Systemic and Central Nervous System Correction of Lysosomal Storage in Mucopolysaccharidosis Type VII Mice

Colleen S Stein; Abdi Ghodsi; Todd Derksen; Beverly L Davidson

doi:10.1128/jvi.73.4.3424-3429.1999

. 1999 Apr;73(4):3424–3429. doi: 10.1128/jvi.73.4.3424-3429.1999

Systemic and Central Nervous System Correction of Lysosomal Storage in Mucopolysaccharidosis Type VII Mice

Colleen S Stein ¹, Abdi Ghodsi ², Todd Derksen ¹, Beverly L Davidson ^1,^*

PMCID: PMC104107 PMID: 10074197

Abstract

Mucopolysaccharidosis (MPS) type VII patients lack functional β-glucuronidase, leading to systemic and central nervous system dysfunction. In this study we tested whether recombinant adenovirus that encodes β-glucuronidase (Adβgluc), delivered intravenously and into the brain parenchyma of MPS type VII mice, could provide long-term transgene expression and correction of lysosomal distension. We also tested whether systemic treatment with the immunosuppressive anti-CD40 ligand antibody, MR-1, affected transgene expression. We found substantial plasma β-glucuronidase activity for over 9 weeks after gene transfer in the MR-1- treated group, with subsequent decline in activity corresponding to a delayed anti-β-glucuronidase antibody response. At 16 weeks, near wild-type amounts of β-glucuronidase activity and striking reduction of lysosomal pathology were detected in livers from mice that had received either MR-1 cotreatment or control antibody. In the lung and kidney, β-glucuronidase activity was markedly higher for the MR-1-treated group. β-Glucuronidase activity in the brain persisted independently of MR-1 treatment. Activity was intense in the injected hemisphere and was also evident in the noninjected cortex and striatum, with dramatic improvements in storage deposits in areas of both hemispheres. These results indicate that prolonged enzyme expression from transgenes delivered to deficient liver and brain can mediate pervasive correction and illustrate the potential for gene therapy of MPS and other lysosomal storage diseases.

The mucopolysaccharidoses (MPS) are a group of lysosomal storage diseases, each caused by a deficiency in one of the lysosomal acid hydrolases. The result is buildup of glycosaminoglycans (GAGs) and dysfunction of multiple tissues including those of the central nervous system (CNS) (24). MPS type VII (Sly syndrome) patients lack functional β-glucuronidase. A β-glucuronidase-deficient mouse strain (5, 29) has been used to test enzyme- (25, 31, 40), cell- (3, 4, 28, 30, 34), and gene-based (13, 20, 21, 23, 26, 37, 43, 44) therapies. β-Glucuronidase secretion and uptake pathways allow for cross correction (36). In adult mice, peripherally administered enzyme (31), bone marrow transplantation (4), or implantation of β-glucuronidase-producing neo-organs (23) supplies corrective levels of enzyme systemically but the CNS remains diseased. Because the half-life of recombinant β-glucuronidase in tissues is only a few days (40), direct enzyme treatment in the CNS would require either repeated invasive bypass of the blood-brain barrier or delivery of enzyme through an implanted intrathecal catheter. Introduction of sequences encoding β-glucuronidase is an attractive alternative.

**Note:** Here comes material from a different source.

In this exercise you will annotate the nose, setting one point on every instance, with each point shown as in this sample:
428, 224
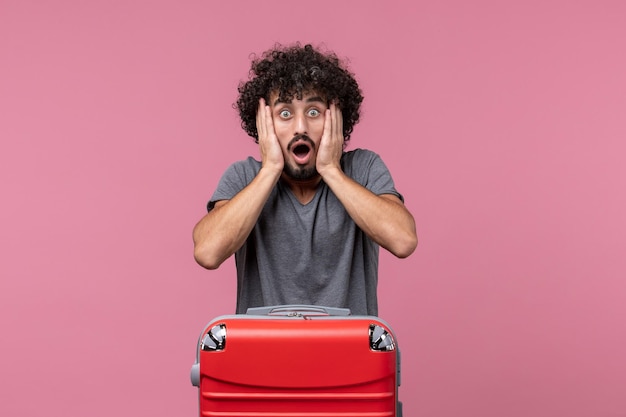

We recently reported that correction in CNS pathology occurs 3 weeks after injection of recombinant adenovirus that encodes human β-glucuronidase (Adβgluc) into the brain parenchyma of adult MPS type VII mice (13). Since MPS pathology is not confined to the CNS, alleviation of widespread disease would require injection of Adβgluc systemically as well as into the brain. However, immune responses to systemically administered adenovirus vectors (2, 9, 46, 47) or their secreted transgene products (38, 49) have been shown to limit the effectiveness of peripheral gene transfer. Moreover, investigations with mice (7) and rats (6) found that transgene expression in the CNS declined rapidly upon subsequent peripheral exposure to the same vector. We hypothesized that transient immunosuppression with the anti-CD40 ligand antibody, MR-1, might improve the therapeutic efficacy after combined systemic and brain Adβgluc injections. CD40-CD40 ligand intercellular interactions are necessary for T-cell-dependent humoral immune responses and for up-regulation of costimulatory molecules critical for T-cell activation (reviewed in reference 19). Previous studies by our group (35) and others (17, 32, 42, 48) illustrate the utility of in vivo blockade of CD40-CD40 ligand interactions at the time of vector injection for inhibiting antibody and cell-mediated responses.

To test our hypotheses, we injected Adβgluc (expressing human β-glucuronidase) both intravascularly and into the brains of MPS type VII mice, with or without cotreatment with MR-1. At 16 weeks, tissues were analyzed for transgene expression and correction of lysosomal defects.

Antibody responses are inhibited and β-glucuronidase is detected in plasma after MR-1 treatment.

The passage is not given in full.